Hawaiian Electric, Hawaii’s main investor-owned utility, has been facing the challenge of incorporating renewable energy into its island grids for years now, from the weather-induced shifts in utility-scale wind and solar farms, to the backflows from rooftop solar on its distribution circuits.
But that’s nothing compared to the 100 percent renewable grids it will have to operate someday.
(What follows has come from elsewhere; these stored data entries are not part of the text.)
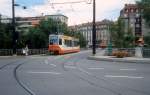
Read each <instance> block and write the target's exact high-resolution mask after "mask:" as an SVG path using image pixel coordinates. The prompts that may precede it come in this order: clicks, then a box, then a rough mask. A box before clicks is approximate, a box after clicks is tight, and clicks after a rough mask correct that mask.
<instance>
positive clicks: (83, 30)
mask: <svg viewBox="0 0 150 95" xmlns="http://www.w3.org/2000/svg"><path fill="white" fill-rule="evenodd" d="M110 24H111V21H109V20H103V21H99V22H96V43H97V46H100V45H102V43H105V46H106V45H107V44H108V43H109V40H110V32H109V27H110ZM69 28H70V29H72V30H75V31H78V32H80V33H82V34H83V36H84V37H85V39H86V41H87V47H91V46H92V39H93V38H92V22H88V23H83V24H79V25H75V26H70V27H69Z"/></svg>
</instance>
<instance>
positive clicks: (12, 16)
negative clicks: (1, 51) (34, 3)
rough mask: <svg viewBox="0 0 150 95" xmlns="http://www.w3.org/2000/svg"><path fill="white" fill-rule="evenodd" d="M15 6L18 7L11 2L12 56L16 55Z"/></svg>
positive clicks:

That’s because those grids will have to operate without the stability of synchronous generators — the spinning steel turbines, wrapped in wire and magnets, and mostly powered by fossil fuels, that serve as the anchors of almost all large-scale power grids today.
Last week, HECO filed a plan with state regulators that represents its first steps toward a future grid that doesn’t rely on these massive spinning generators.
By 2024, it hopes to replace two set-to-close power plants — the 203-megawatt AES Hawaii coal-fired power plant on Oahu, and the 37.6-megawatt Kahului oil-fired power plant on Maui — with a mix of energy storage, grid services, and “Renewable Dispatchable Generation power purchase agreements."
In another bold move driven by state policy, almost all of this mix of replacements — about 240 megawatts of stand-alone storage, 200 megawatts of grid services such as frequency regulation and demand-side capacity, and up to 900 megawatts of renewables-plus-storage projects — will be built and owned not by the utility, but by third parties through an open RFP process.